Leave it to Bulls coach Fred Hoiberg to point out a forgotten stat: one turnover in 26 minutes.

“That’s the biggest thing I’m proud of,” Dunn said. “Everyone knows I’ve had a lot of careless turnovers in the season. It’s one thing I’ll take credit for.”

Dunn scored 13 with six assists in the fourth quarter alone as the Bulls outscored the Hornets 40-28 for the comeback victory. More than anything, it was his competitive spirit and aggressiveness that stood out. Kemba Walker stood across the way and gave Dunn—and the Bulls—every bit of 47 points.

“He tested my conditioning, for sure,” Dunn admitted. “He’s a great player. He’s been in the league for so long. It was good to go out there and compete with him.”

It could’ve went a different way had Walker not been bothered by Lauri Markkanen’s challenge at the rim, blowing a layup that would’ve given the Hornets the lead back with seconds remaining but he missed it and the narrative changed at least for a night.

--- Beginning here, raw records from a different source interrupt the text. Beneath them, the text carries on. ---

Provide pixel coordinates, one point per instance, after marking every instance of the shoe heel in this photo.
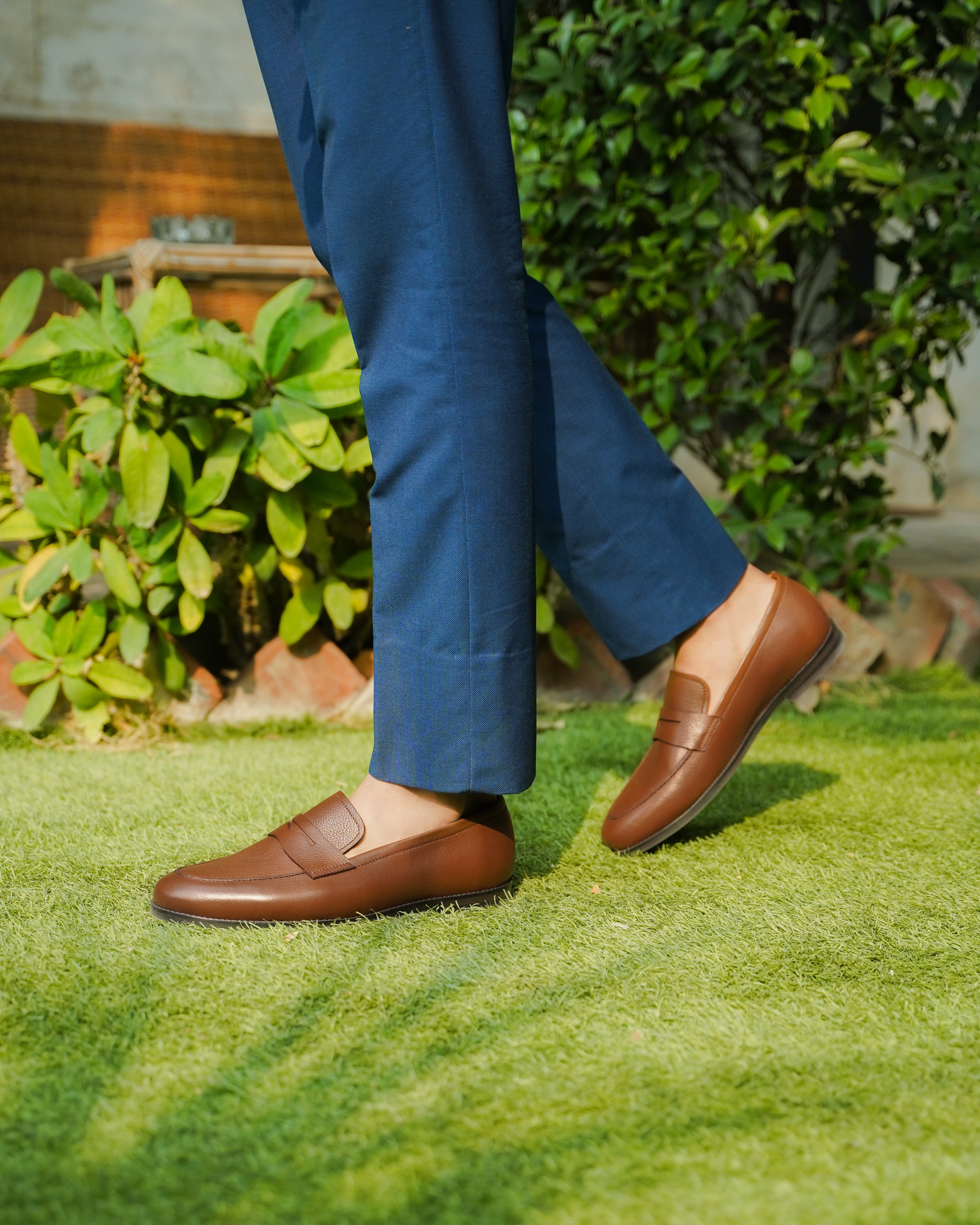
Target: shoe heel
(820, 664)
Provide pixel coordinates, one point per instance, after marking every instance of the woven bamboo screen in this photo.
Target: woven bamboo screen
(86, 189)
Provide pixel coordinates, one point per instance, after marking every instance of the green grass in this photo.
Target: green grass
(775, 1018)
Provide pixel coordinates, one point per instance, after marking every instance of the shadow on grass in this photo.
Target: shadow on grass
(755, 788)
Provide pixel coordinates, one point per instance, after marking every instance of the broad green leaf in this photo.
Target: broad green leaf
(30, 362)
(192, 612)
(203, 494)
(75, 290)
(313, 320)
(329, 456)
(545, 616)
(564, 647)
(32, 672)
(333, 389)
(194, 566)
(119, 680)
(134, 635)
(35, 637)
(333, 350)
(22, 526)
(283, 459)
(264, 559)
(47, 510)
(73, 664)
(340, 604)
(302, 613)
(18, 305)
(358, 456)
(145, 469)
(177, 337)
(90, 630)
(26, 445)
(330, 488)
(80, 693)
(46, 576)
(160, 599)
(195, 374)
(291, 297)
(102, 428)
(94, 490)
(118, 574)
(222, 460)
(79, 558)
(222, 521)
(200, 431)
(39, 563)
(172, 667)
(80, 334)
(64, 634)
(91, 720)
(305, 424)
(181, 460)
(40, 704)
(138, 313)
(171, 302)
(163, 538)
(163, 574)
(59, 484)
(287, 524)
(280, 343)
(357, 566)
(101, 372)
(114, 323)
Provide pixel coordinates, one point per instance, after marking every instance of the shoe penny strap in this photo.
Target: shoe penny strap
(316, 840)
(687, 729)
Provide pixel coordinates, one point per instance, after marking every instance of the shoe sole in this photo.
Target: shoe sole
(809, 674)
(456, 902)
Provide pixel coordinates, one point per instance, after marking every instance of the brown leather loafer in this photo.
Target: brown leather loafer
(299, 873)
(695, 754)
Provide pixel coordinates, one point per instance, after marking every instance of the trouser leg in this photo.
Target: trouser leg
(392, 114)
(634, 542)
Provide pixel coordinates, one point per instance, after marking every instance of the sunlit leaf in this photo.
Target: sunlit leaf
(287, 524)
(194, 566)
(118, 575)
(119, 680)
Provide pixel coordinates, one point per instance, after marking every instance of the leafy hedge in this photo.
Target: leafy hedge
(706, 187)
(181, 470)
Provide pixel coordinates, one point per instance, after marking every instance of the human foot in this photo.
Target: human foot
(716, 647)
(392, 813)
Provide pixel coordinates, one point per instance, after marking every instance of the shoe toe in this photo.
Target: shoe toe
(206, 890)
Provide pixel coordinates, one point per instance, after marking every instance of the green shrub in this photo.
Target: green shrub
(199, 471)
(706, 187)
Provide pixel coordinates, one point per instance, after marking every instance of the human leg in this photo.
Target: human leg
(410, 165)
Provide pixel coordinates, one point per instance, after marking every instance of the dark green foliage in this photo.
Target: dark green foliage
(707, 189)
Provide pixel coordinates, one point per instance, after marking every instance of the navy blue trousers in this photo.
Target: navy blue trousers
(492, 422)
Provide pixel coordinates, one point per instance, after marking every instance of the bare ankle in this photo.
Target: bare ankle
(391, 811)
(716, 647)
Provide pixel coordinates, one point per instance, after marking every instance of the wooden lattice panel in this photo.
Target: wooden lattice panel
(86, 189)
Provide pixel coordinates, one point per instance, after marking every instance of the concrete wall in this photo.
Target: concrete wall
(188, 63)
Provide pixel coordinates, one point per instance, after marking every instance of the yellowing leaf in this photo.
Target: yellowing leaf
(194, 566)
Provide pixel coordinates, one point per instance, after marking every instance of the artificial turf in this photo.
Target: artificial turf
(773, 1018)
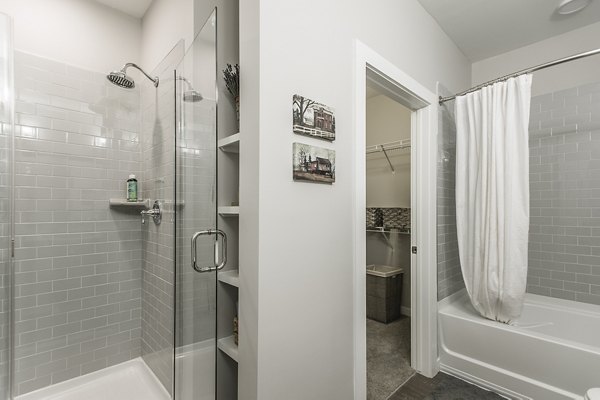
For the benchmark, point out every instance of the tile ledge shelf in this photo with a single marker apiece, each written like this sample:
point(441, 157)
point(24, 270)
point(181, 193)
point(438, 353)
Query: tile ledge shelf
point(129, 204)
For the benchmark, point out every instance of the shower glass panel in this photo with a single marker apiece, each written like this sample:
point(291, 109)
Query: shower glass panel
point(196, 210)
point(7, 127)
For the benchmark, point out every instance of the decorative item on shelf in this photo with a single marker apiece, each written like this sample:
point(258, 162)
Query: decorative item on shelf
point(235, 330)
point(132, 188)
point(312, 119)
point(231, 75)
point(313, 164)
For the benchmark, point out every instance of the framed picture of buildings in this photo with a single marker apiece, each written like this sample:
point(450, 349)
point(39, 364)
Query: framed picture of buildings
point(313, 164)
point(313, 119)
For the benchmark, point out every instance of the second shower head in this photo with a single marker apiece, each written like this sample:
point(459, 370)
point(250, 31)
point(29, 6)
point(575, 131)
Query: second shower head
point(121, 79)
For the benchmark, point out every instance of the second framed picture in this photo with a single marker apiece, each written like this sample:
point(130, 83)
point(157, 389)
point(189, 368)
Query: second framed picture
point(313, 119)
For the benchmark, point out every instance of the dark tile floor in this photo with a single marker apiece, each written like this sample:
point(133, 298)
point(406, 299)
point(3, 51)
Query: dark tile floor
point(441, 387)
point(388, 367)
point(388, 357)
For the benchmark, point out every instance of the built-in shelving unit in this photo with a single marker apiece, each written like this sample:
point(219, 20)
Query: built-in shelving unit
point(230, 144)
point(230, 147)
point(227, 345)
point(229, 211)
point(231, 277)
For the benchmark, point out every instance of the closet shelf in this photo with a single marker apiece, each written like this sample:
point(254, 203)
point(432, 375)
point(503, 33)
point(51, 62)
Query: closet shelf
point(229, 211)
point(123, 203)
point(230, 144)
point(395, 145)
point(228, 346)
point(231, 277)
point(392, 230)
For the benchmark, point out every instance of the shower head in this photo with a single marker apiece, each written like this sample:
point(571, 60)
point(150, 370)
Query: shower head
point(191, 95)
point(121, 79)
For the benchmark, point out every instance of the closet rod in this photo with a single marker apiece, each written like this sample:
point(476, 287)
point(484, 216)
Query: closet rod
point(521, 72)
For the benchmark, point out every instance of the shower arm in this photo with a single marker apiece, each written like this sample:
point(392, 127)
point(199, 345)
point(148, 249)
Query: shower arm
point(153, 79)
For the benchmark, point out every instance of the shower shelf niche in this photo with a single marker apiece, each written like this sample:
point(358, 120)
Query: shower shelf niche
point(229, 211)
point(123, 203)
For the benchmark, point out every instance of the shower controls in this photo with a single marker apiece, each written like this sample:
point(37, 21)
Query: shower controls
point(155, 213)
point(223, 258)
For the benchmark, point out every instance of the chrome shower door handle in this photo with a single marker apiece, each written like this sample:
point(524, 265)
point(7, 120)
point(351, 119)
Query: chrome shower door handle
point(222, 260)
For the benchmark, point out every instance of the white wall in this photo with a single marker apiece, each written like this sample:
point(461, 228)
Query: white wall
point(163, 25)
point(387, 121)
point(296, 239)
point(77, 32)
point(556, 78)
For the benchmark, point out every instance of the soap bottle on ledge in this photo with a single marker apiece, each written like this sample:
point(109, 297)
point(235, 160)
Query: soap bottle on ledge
point(132, 188)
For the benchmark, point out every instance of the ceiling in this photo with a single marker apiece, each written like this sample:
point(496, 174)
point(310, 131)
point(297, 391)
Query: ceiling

And when teams are talking about learning experiences, it’s good to have them in a win every now and again. Markkanen’s challenge at the rim followed by his closing free throws right after, along with a quietly effective 16 points and seven rebounds, proved huge on this night.

Dunn finally having a confidence booster was imperative.

Dunn scored but it wasn’t an easy 20 or a smooth 20. It was an attacking 20, a necessary 20. He did hit some elbow jumpers, especially in the fourth as the defense laid off him.

But his biggest basket was a slithering drive to the rim for a layup with 2:24 left, because he attacked and was under control.

“That’s huge growth for Kris,” Hoiberg said. “He made the right play darn near every time he had the ball in his hands. Rose up with confidence, knocked down huge shots. Defensively got them going, got steals.”

What a relief: Nobody wanted to say it, but it bore out on the floor, the sheer desperation the Bulls played with.

Coming in with a five-game losing streak and headed out west to for four games in the next week, they were staring in the face of a possible double-digit losing streak to end November.

Confidence was sparse after three bad losses, and it’s a dangerous time for a team that will struggle to win games all season.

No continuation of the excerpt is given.